I entered the hospital with a med list, which was also entered into the computer and available to each staff who interacted with me. During this observation, NONE of my daily meds were administered, including medications for my mental health in spite of repeated requests.

I requested the hospital social worker in light of my treatment and mental state or a peer support specialist. I requested a visit from my pastor and if they could please send a volunteer so I could have some comfort item. I received none of these services. I advocated for myself, my safety and my health at every step of the way. I was not heard or responded to. The biggest heartbreak and disservice is to be unheard, even while using one’s voice.

I was discharged in the evening and the downward spiral of mental health continued. I felt punished for speaking up for myself and asking to be kept for observation. I felt as though my life didn’t matter to the very people charged with helping me to live it. I nearly lost my life to illness and in the days following that stay, I nearly took my life. I developed suicidal thoughts. It took 12 weeks of being in crisis to receive access to the care I needed.

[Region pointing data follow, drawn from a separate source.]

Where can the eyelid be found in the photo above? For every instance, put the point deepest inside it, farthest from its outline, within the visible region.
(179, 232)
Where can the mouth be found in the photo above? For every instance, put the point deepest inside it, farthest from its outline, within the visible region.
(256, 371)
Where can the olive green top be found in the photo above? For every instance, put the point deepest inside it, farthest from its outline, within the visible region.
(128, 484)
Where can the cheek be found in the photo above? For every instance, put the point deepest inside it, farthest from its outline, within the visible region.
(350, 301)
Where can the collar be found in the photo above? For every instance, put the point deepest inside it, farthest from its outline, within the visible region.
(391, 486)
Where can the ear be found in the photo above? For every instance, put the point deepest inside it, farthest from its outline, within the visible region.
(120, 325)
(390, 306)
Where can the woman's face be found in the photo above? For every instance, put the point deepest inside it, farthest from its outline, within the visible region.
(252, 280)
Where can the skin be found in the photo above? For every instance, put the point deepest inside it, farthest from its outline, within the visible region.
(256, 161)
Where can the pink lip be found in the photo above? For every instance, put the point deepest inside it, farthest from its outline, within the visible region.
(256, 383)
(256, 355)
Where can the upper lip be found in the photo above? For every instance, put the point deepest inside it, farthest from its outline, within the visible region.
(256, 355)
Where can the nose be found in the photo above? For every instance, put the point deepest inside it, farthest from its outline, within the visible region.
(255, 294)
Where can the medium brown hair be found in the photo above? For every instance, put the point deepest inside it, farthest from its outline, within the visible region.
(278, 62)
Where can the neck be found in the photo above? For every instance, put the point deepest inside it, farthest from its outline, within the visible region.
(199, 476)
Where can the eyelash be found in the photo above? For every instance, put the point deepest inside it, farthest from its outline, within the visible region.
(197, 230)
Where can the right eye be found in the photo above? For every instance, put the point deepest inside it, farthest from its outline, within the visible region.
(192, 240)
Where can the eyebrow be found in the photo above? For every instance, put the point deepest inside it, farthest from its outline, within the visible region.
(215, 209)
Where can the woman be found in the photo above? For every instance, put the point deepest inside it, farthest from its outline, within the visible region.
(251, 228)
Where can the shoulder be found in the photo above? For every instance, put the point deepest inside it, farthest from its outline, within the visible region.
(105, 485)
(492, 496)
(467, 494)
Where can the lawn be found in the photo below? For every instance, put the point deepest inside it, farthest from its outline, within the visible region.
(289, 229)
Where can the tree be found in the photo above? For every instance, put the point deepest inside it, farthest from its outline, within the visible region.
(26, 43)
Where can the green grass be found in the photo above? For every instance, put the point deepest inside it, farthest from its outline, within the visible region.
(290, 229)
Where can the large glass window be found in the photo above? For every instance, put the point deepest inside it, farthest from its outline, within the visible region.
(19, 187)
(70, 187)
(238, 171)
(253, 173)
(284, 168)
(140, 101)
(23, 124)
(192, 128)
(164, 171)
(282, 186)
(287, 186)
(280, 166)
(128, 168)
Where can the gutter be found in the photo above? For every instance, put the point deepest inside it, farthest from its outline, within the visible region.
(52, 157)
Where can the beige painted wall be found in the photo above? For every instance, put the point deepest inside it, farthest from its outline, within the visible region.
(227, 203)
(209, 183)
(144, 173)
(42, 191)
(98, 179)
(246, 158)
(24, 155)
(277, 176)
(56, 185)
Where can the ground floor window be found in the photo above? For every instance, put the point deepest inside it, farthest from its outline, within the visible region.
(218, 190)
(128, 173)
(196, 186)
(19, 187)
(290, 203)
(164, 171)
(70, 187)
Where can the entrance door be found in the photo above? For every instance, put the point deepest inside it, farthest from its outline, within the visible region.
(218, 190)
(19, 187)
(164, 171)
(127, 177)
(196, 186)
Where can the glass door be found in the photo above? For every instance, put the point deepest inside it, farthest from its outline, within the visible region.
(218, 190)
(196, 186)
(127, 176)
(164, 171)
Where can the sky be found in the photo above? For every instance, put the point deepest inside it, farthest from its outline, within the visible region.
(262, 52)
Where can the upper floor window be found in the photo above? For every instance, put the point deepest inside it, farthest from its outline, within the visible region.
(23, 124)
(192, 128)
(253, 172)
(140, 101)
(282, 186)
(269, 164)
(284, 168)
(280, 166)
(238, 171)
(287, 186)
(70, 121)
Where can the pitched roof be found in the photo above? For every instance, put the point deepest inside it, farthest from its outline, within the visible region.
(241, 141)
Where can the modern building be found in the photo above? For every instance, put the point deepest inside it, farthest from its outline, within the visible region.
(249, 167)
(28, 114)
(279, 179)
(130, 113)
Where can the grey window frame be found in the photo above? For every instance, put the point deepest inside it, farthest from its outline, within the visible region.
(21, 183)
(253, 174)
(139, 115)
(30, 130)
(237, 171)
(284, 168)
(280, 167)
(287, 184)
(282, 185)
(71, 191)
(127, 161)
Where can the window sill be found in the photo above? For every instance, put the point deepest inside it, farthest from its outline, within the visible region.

In a hospital setting, the chain of care is crucial. Information passed on by the patient needs to be heeded. If the patient is telling you what he or she needs, please document it and above all, respond. We know we are not your only patient, but our own life is the one that matters to US. You are the ones that can help us to get healthy again. We need you – your knowledge and your compassion as well as your active listening and observation skills.

If you are feeling suicidal, there is help:

National Suicide Prevention Lifeline

Hours: 24 hours, 7 days a week

To read more about why being “good” is detrimental to our health, please read Aviva Romm, M.D.’s article Being a Good Girl Can Be Hazardous to Your Health – Aviva Romm M.D.

For resources about post-traumatic stress disorder, please visit US Department of Veterans Affairs

 

About Paulissaisms

What Kind of Artist Am I? I am an Empress of Creative Energy, releasing truth and beauty into the universe, singed by the fires of Edana and Callayosa. The art I heal with involves color, lines and questions. Questions for which there is no right or wrong answer, only the one thàt moves the spirit and soul of those answering. I bring awareness to the need for social change with line, color, motion, words, camera lens and through strength of spirit and a voice that will not be silenced. I am a Rebel of Intention Presence & Liberator of the Light Filled Shadow ™ : Activist, Advocate, Mixed Media Artist, Author, Mental Health 1st Responder, Peer Support Specialist, Photographer, Truthteller, Whole Health Action Management and Wellness Recovery Action Plan facilitator.

2 Responses to Unheard Scream: Medical Staff Ignorance of Trauma Costs Lives

  1. Niki Kissell says:

    Blessings Paulissa. Thank you for sharing your story. I really appreciate your focus in addressing the medical community and what they can do.

    Holding you in my heart.

    • Paulissaisms says:

      Thank you, dear Niki. I keep thinking that if it did that much damage to a person who was able and was advocating for oneself, how much more would it do to a person unable to advocate? That is the impetus.